Anna reaches for the ivy, trying to pull herself back up. “Look!” she says in a weak voice. “On the roof.”

Thomas doesn’t glance at the roof as he comes forward to help her stand up. “Yes, I saw those marks this morning, but really, you shouldn’t be out here, Miss Anna. You’ll catch cold. Emmaline, get her hat.”

“Emmaline is going to…show me the sundial garden.”

“Not today she isn’t, not with you looking like that.”

I stand on tiptoe to put Anna’s hat back on her head. I try to angle it the way she likes, so the curls show.

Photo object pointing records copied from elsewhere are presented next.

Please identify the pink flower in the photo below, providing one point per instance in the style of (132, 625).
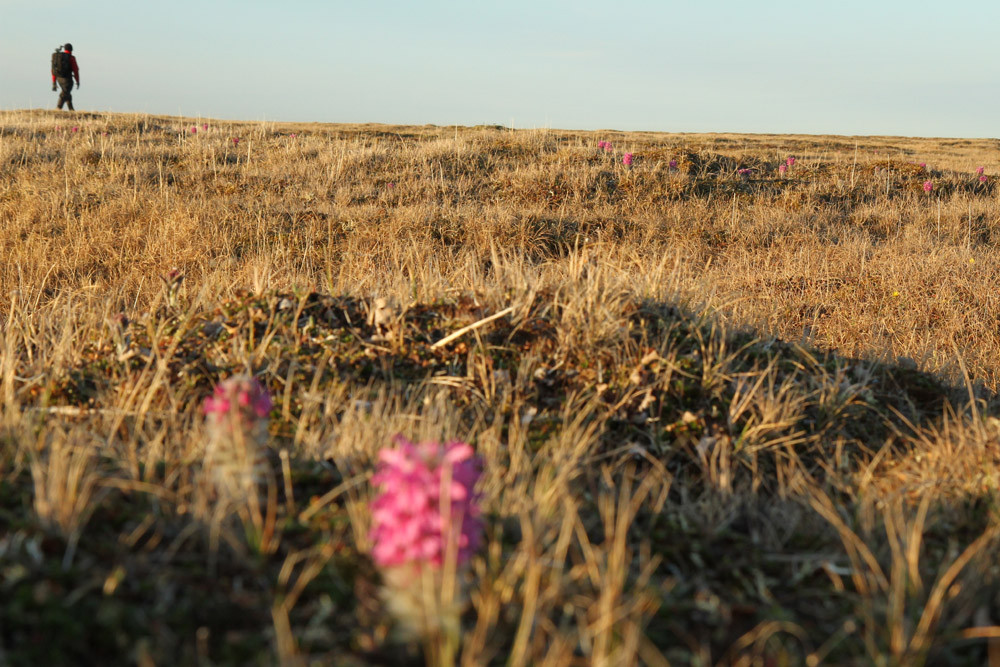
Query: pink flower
(239, 396)
(426, 504)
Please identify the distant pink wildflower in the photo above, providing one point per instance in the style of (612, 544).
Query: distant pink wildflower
(241, 397)
(411, 522)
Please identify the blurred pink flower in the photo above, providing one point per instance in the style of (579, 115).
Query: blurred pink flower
(239, 395)
(238, 411)
(411, 524)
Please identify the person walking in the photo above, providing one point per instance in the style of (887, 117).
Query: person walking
(64, 70)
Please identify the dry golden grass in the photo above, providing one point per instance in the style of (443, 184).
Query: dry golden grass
(725, 418)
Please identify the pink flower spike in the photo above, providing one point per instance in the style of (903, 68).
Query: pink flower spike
(240, 397)
(425, 504)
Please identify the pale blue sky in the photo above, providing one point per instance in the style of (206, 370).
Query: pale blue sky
(843, 67)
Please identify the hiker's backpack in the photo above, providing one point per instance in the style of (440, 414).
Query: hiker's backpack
(61, 66)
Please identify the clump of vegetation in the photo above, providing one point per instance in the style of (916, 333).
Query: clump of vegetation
(729, 407)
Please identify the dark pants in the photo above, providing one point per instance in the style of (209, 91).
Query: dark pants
(65, 97)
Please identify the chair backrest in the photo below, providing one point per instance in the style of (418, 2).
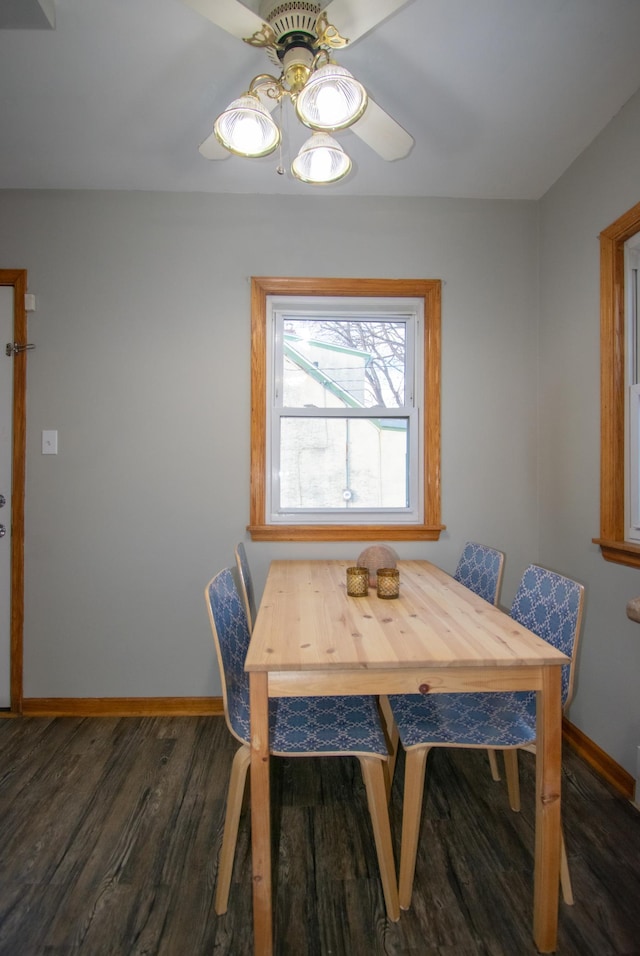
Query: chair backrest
(231, 637)
(246, 584)
(480, 569)
(551, 605)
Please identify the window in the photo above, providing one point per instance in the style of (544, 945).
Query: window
(345, 440)
(632, 386)
(618, 540)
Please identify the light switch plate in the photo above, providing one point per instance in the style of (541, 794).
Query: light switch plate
(50, 443)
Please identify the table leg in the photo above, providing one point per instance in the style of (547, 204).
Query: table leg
(260, 814)
(548, 783)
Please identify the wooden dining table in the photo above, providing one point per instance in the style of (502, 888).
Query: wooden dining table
(311, 638)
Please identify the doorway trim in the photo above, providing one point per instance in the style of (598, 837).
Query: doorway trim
(18, 279)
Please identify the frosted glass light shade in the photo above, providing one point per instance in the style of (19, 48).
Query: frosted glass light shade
(246, 128)
(321, 160)
(331, 99)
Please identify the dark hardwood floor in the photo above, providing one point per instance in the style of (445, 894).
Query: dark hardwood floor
(110, 831)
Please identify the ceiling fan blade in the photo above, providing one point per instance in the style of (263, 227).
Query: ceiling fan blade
(354, 18)
(212, 149)
(379, 131)
(231, 15)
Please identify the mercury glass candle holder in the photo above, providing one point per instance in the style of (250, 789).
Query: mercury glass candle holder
(357, 582)
(388, 583)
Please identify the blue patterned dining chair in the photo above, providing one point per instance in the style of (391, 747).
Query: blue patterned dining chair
(246, 583)
(551, 606)
(298, 727)
(480, 569)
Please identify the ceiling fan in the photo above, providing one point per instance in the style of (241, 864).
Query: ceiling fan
(299, 39)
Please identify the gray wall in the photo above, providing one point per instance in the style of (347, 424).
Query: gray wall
(602, 185)
(142, 364)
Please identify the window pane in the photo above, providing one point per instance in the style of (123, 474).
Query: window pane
(349, 362)
(343, 463)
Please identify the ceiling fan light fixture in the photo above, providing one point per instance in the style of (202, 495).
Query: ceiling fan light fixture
(321, 160)
(331, 100)
(246, 128)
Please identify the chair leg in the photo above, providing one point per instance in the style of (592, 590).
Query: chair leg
(235, 793)
(374, 781)
(493, 764)
(392, 738)
(415, 766)
(513, 778)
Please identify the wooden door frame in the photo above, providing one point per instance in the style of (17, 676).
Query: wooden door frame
(18, 279)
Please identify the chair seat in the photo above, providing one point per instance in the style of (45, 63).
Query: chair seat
(506, 719)
(316, 725)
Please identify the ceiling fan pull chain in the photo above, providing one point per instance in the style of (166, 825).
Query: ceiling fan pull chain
(280, 168)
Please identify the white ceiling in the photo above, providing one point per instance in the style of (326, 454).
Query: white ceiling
(500, 96)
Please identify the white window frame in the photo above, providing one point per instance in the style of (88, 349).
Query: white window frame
(409, 310)
(632, 387)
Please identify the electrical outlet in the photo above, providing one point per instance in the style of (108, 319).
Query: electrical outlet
(50, 443)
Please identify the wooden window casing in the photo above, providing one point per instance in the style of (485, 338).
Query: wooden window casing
(612, 541)
(427, 289)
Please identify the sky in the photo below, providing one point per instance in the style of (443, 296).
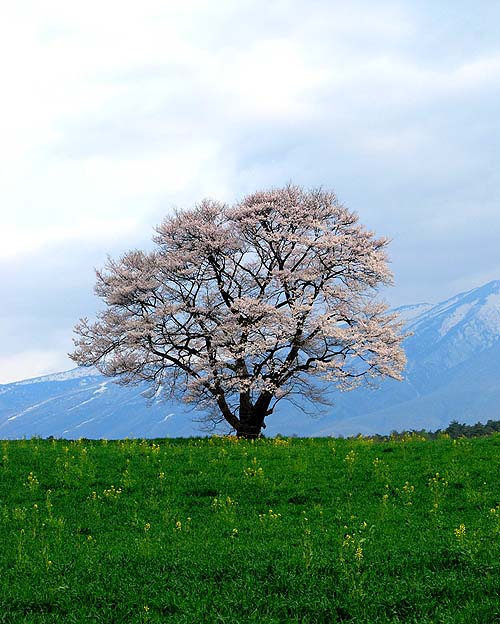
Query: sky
(113, 113)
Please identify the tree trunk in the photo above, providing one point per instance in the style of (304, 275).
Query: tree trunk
(251, 420)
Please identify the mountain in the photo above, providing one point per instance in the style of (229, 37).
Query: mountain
(453, 369)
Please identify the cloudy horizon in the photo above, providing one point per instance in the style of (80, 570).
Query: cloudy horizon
(115, 113)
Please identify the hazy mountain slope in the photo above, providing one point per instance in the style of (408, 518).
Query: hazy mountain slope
(453, 372)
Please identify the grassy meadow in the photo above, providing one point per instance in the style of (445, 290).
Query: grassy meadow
(226, 530)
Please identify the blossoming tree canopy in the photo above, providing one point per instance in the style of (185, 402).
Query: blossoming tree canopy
(241, 306)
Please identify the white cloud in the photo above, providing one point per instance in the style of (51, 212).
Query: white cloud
(32, 363)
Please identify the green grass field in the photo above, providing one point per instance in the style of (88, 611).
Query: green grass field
(224, 530)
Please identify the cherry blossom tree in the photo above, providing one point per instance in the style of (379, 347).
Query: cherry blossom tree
(241, 306)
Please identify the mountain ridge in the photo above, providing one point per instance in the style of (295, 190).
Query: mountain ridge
(453, 357)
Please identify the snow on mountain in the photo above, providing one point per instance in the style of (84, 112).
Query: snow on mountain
(452, 373)
(408, 313)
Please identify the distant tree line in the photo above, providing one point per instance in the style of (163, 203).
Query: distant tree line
(454, 430)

“Maybe another day, Emmaline,” Anna says. “I so badly want to see that horse of yours.”

But the spirit is out of her. Her face is a paler shade than I have ever seen it. Her arms are a thin layer of skin over brittle bone. I think there is more stillwater in her veins now than blood.

Thomas looks back at me. “Are you coming, Emmaline?”

I shake my head.

“Promise you won’t stay out long, then,” he says. When I nod, Thomas helps her back toward the house.

Bog and I watch their two brown coats against the snow. They move slowly, as though each step is an effort. I do not think Anna will talk about walking in snow again.

Thomas whistles, and Bog leaves me too.